ANET – Analyse touristischer Stakeholder

Customer Relationship Management (CRM) im Tourismus zielt darauf ab, die Beziehung zum touristischen Gast vor, während und nach der Reise bzw. dem Urlaub aufzubauen und zu festigen. Das Tourismusmarketing wird immer stärker auf spezielle Kundenprofile zugeschnitten, um die Kundenzufriedenheit und Kundenbindung zu erhöhen. CRM ist dabei nicht als zusätzliches neues Modul oder Tool anzusehen, das in einem Unternehmen eingeführt und verwendet wird, sondern die gesamte Kundenstrategie und auch Unternehmensprozesse müssen darauf ausgerichtet werden.
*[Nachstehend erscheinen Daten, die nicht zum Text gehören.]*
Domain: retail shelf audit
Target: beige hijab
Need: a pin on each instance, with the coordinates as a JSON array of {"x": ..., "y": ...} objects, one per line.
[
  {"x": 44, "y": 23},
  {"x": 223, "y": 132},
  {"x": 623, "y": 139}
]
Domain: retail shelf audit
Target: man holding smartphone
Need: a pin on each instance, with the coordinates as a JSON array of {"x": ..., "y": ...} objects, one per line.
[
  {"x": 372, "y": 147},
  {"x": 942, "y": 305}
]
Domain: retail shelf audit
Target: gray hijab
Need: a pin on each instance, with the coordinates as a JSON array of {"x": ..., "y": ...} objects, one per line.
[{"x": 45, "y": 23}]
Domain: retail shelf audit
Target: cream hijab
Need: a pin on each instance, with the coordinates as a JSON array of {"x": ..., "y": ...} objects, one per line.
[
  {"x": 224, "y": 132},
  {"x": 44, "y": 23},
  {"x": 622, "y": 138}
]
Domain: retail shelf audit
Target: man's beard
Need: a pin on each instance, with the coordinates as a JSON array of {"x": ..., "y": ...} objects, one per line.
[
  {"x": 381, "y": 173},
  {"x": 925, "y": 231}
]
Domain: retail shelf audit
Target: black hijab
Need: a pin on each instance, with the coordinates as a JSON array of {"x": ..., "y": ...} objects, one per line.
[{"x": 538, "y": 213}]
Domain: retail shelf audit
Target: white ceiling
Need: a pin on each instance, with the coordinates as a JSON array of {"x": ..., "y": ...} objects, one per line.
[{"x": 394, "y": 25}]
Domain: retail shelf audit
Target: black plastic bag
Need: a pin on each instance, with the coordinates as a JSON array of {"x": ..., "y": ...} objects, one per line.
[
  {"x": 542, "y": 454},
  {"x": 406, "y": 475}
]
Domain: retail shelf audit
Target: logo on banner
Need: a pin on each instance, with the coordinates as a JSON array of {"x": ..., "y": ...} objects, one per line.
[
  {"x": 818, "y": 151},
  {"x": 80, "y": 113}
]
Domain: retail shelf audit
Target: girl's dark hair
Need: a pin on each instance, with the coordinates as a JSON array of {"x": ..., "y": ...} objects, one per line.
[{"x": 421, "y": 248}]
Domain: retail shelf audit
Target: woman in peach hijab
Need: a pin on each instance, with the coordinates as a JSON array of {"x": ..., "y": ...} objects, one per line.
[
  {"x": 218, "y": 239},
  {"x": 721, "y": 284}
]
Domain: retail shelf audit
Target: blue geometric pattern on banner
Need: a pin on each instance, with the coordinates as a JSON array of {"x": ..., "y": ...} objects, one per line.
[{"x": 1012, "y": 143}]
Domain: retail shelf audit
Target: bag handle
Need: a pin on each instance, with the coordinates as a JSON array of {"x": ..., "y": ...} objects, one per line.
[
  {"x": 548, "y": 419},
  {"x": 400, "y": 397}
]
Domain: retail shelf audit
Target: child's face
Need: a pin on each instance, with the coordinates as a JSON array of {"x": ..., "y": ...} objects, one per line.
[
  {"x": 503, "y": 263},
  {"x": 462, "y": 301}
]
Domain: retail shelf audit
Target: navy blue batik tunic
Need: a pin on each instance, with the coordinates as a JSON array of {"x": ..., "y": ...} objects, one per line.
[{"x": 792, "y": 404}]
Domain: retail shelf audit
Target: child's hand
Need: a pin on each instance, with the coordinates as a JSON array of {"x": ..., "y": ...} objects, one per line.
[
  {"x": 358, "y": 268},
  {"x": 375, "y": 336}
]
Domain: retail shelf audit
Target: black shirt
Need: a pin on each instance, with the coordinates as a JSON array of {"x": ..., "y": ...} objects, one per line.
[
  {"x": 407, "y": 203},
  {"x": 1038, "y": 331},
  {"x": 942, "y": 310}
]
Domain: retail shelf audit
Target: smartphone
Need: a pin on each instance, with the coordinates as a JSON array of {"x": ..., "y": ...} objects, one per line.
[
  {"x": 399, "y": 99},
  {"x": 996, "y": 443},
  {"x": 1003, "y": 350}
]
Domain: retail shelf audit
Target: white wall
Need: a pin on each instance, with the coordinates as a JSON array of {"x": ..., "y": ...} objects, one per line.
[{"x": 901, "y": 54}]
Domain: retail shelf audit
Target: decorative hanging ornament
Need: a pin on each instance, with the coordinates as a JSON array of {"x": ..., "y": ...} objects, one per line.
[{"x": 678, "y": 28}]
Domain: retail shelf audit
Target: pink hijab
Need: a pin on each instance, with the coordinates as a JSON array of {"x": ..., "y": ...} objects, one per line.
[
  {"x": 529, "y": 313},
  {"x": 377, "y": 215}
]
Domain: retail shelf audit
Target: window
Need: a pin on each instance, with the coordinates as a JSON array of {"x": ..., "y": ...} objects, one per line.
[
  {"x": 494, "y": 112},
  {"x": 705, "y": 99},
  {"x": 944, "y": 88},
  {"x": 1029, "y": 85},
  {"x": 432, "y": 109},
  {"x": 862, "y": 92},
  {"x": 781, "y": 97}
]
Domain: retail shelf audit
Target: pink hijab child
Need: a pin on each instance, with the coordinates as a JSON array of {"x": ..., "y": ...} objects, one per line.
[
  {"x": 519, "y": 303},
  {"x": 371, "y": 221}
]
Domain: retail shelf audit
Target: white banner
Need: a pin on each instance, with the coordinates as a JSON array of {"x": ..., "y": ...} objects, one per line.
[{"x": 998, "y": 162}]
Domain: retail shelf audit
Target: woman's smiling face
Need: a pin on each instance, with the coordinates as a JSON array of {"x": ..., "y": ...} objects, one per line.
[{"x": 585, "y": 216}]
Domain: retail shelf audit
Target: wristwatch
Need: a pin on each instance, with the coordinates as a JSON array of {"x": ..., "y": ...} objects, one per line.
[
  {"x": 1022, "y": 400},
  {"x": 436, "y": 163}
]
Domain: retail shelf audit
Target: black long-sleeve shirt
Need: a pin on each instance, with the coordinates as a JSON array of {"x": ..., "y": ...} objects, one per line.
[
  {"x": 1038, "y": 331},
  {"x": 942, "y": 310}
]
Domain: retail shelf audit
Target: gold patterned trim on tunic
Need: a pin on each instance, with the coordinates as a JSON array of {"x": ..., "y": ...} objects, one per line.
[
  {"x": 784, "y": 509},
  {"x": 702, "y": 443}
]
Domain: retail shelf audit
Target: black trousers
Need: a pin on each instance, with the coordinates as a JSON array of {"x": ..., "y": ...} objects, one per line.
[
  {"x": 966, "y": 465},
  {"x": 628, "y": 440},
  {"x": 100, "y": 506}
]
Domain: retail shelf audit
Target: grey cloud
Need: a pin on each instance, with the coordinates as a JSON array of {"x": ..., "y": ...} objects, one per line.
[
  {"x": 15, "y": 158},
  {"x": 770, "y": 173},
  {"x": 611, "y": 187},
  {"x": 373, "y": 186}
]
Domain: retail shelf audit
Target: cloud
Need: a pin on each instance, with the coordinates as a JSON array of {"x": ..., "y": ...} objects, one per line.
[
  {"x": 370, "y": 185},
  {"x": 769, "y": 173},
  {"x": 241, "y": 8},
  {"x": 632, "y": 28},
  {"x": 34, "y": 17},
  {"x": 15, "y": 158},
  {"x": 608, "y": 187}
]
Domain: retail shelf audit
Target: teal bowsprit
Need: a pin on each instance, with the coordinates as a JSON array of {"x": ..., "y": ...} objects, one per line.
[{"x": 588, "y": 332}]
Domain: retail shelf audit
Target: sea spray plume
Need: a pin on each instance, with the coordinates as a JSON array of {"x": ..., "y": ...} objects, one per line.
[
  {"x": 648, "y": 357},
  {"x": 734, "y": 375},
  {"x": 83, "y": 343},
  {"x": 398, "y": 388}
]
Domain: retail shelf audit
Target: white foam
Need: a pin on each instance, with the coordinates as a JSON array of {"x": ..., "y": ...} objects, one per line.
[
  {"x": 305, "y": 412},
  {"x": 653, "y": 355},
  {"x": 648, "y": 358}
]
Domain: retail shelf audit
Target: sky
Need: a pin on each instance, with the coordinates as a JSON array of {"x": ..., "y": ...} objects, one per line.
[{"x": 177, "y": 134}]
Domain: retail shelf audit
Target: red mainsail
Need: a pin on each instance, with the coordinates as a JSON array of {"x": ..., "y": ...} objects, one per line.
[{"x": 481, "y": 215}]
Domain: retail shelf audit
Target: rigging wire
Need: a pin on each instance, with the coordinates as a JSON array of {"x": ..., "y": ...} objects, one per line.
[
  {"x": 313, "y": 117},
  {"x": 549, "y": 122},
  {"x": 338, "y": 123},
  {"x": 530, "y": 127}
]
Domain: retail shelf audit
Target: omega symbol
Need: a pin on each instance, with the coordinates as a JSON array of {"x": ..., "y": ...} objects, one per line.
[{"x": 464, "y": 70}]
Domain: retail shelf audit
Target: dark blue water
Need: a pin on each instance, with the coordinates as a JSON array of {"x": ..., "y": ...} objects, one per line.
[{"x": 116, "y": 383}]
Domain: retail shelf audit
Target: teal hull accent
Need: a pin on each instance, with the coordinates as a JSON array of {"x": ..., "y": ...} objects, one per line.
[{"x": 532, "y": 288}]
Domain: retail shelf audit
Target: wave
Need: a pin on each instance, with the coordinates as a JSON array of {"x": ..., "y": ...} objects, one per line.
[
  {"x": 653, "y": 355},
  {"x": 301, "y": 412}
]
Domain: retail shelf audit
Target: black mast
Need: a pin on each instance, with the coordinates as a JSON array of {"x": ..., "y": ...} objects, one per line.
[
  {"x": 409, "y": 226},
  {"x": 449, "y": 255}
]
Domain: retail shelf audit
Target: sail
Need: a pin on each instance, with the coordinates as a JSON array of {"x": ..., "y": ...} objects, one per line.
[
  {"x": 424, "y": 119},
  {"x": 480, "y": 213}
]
CRM im Tourismus unterscheidet sich von anderen Wirtschaftssektoren vor allem dadurch, dass das touristische Produkt nicht von einem einzelnen Unternehmen angeboten und vermarktet wird, sondern aus einem Leistungsbündel besteht, das von einer Vielzahl einzelner Betriebe erstellt wird. Deshalb erfordert die Einführung eines CRM-Systems in einer Tourismusregion – beispielsweise in Form einer Kundenbindungskarte – das konstruktive Zusammenspiel möglichst aller touristischen Leistungsträger.

Ziele des Projektes
Wie können verschiedene touristische Leistungsträger in einem destinationsweiten CRM-System kooperieren und welche unterschiedlichen Bedürfnisse und Anforderungen müssen in einem solchen leistungsträgerübergreifenden System berücksichtigt werden, damit dieses erfolgversprechend umgesetzt werden kann? Zentrales Ziel des Projektes war die Identifikation von Erfolgs- und Misserfolgsfaktoren bzw. Potenzialen und Grenzen von destinationsweiten Kartensystemen und ihren Auswirkungen auf die beteiligten Stakeholder.

Methodik
Die angewandte Methodik gliedert sich in drei Arbeitsschritte:

  • Eine umfangreiche Analyse bestehender Studien zum Thema CRM im Tourismus und Destinations-Kartensysteme, um die weiteren Projektschritte am Status Quo solcher Systeme aufbauen zu können.
  • Best-/Worst-Practice-Analysen zu ausgewählten Fallbeispielen im Sommer-, Winter- und Städtetourismus.
  • Workshops mit Tourismus-Praktiker(inne)n und CRM-Expert(inn)en zur Diskussion der Thematik und der Ergebnisse der untersuchten Fallstudien.

Ergebnisse
Zentrale Ergebnisse einer vergleichenden Untersuchung von Kartensystemen in verschiedenen Tourismussektoren (Sommer-, Winter- und Städtetourismus) waren die Analyse von Erfolgs- und Misserfolgsfaktoren bzw. Potenzialen und Grenzen eines leistungsträgerübergreifenden destinationsweiten CRM-Systems.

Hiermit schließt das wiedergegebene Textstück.